In this paper, we propose a VR contents creation method to promote understanding of cultural properties based on spherical image materials taken under adverse conditions separated from the original context. We proposed a method of correcting the brightness of the spherical image taken and a method of synthesizing the spherical image for correction of the part different from the original appearance.

First, the brightness was adjusted. The luminance was adjusted by \(\gamma \) correction so that the overall contrast was smoothest. The degree of smoothness of the overall contrast is assumed to be the case where the cumulative frequency distribution of the histogram is the most linear. The degree of proximity to a straight line was determined by the least squares method. Subsequently, for a part different from the original appearance of the spherical image, it was synthesized with the spherical image taken at original place. First, the positional relationship between all the spherical image groups is obtained. hen, an image to be a composite material is dynamically selected according to the eye direction of the user. Based on the geometry of the real world, the selected image is transformed by Mobius transformation and synthesized.

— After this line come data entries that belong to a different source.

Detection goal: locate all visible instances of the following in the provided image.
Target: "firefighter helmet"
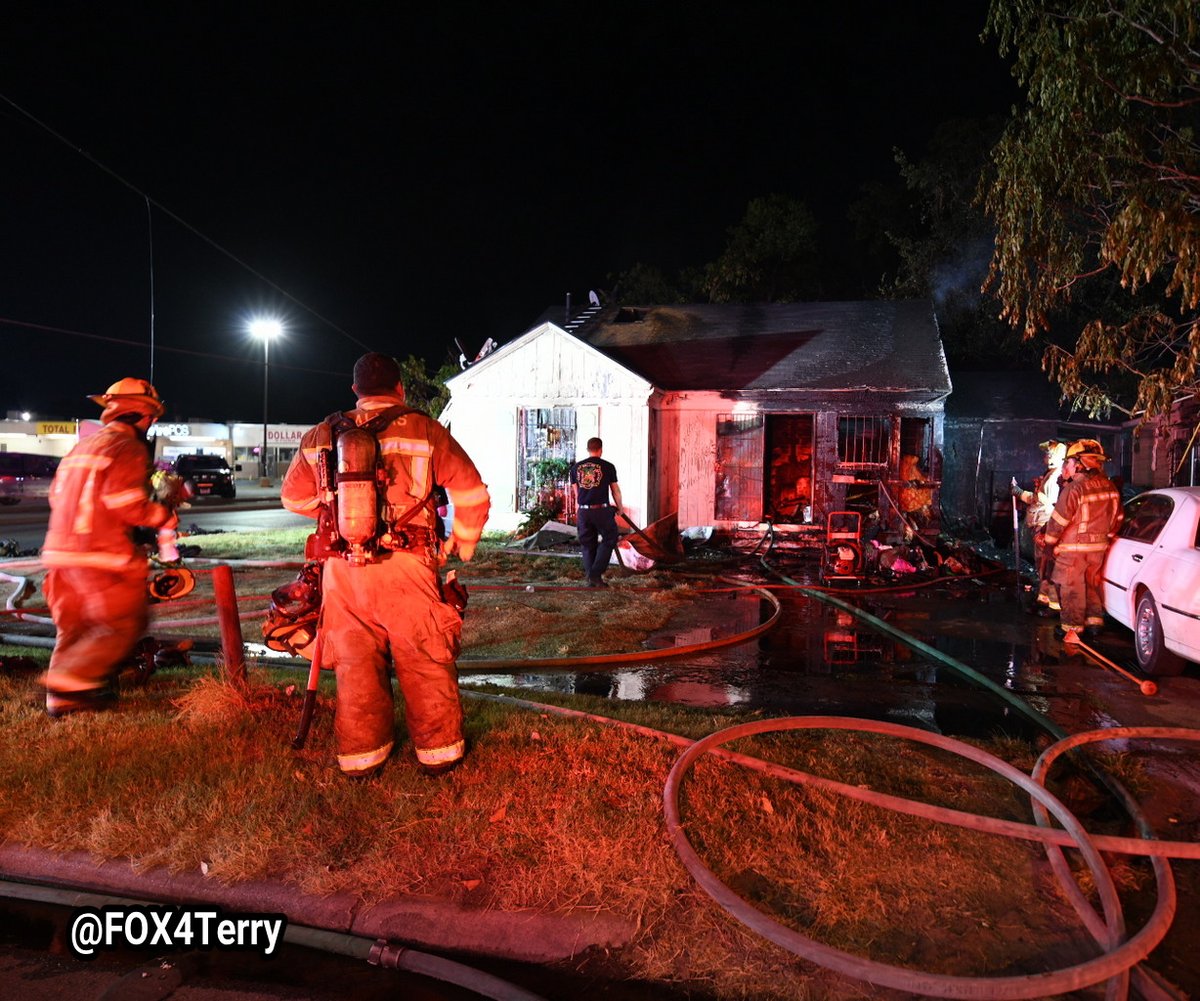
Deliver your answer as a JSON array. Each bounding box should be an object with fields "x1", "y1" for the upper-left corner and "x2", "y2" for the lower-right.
[
  {"x1": 148, "y1": 565, "x2": 196, "y2": 601},
  {"x1": 1065, "y1": 438, "x2": 1107, "y2": 467},
  {"x1": 262, "y1": 562, "x2": 322, "y2": 659},
  {"x1": 1044, "y1": 441, "x2": 1067, "y2": 468},
  {"x1": 89, "y1": 377, "x2": 165, "y2": 422}
]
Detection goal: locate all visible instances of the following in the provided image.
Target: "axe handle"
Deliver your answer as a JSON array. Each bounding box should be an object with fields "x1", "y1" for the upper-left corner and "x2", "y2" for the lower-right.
[{"x1": 291, "y1": 623, "x2": 324, "y2": 750}]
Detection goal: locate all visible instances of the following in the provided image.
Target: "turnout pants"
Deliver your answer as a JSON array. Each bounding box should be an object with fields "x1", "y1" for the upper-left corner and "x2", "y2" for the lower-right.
[
  {"x1": 43, "y1": 566, "x2": 148, "y2": 703},
  {"x1": 1051, "y1": 551, "x2": 1105, "y2": 632},
  {"x1": 322, "y1": 554, "x2": 465, "y2": 774}
]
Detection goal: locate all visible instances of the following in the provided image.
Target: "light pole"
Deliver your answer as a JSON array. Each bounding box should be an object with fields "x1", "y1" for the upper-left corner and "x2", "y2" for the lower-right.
[{"x1": 248, "y1": 318, "x2": 283, "y2": 486}]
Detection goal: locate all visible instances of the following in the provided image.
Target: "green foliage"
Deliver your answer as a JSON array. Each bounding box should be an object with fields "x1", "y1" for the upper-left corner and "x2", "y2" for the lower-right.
[
  {"x1": 517, "y1": 458, "x2": 572, "y2": 536},
  {"x1": 983, "y1": 0, "x2": 1200, "y2": 417},
  {"x1": 610, "y1": 262, "x2": 687, "y2": 305},
  {"x1": 397, "y1": 354, "x2": 454, "y2": 417},
  {"x1": 703, "y1": 194, "x2": 820, "y2": 303}
]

We conducted experiments on the usefulness of each of the correction methods. First of all, regarding the experiment of the brightness correction method, We conducted experiments on the usefulness of each of the correction methods. In order to verify the brightness correction method, the appearance from the user of the spherical image is compared with the image photographed with the single lens reflex camera. We compared between the spherical image corrected by the brightness correction method and the spherical image not corrected. The similarity between the histogram and the similarity between the feature points is examined between the appearance of each spherical image and the image of the single lens reflex. As a result, in the histogram, it was found that when we were looking at the dark part in the spherical image, we improved it while when we were looking at the bright part, the similarity declined. On the other hand, in any case, it was found that the degree of coincidence of the feature points is increased, and it was found that the appearance is improved by smoothing the contrast. Regarding the synthesis method of spherical images, synthesis was performed on the actual spherical image and verified. The verification was based on comparing the error between the actually captured image (ground truth image) and the image simply synthesized without deformation and the error between the ground truth image and the image synthesized by the proposed method. Feature points of each image were determined, and the amount of translation and enlargement/reduction such that the feature points of one image coincided with the image feature points of the other image were calculated, respectively. We also calculated the distance between feature points. As a result, improvements were found in the proposed method for any indices.

In the limitation of the proposed method, the existing scenery can be synthesized in the reality image, but it can not be applied to things where the present figure can not be seen due to collection, damage or the like. In addition, it is difficult to deform if the distance between all the spherical images is too large, or when there are many substances that become disturbance. Also, when increasing the brightness, there are cases where the original image is too dark, it does not go well.

As futurework, I would like to apply this method to other cultural properties and carry out various archives. Also, I would like to confirm that the cultural properties actually archived in this way are exhibited and that the quality of the exhibition could be secured. Regarding the correction of brightness, because the correction parameters may be different depending on each cultural property, we want to verify the parameters.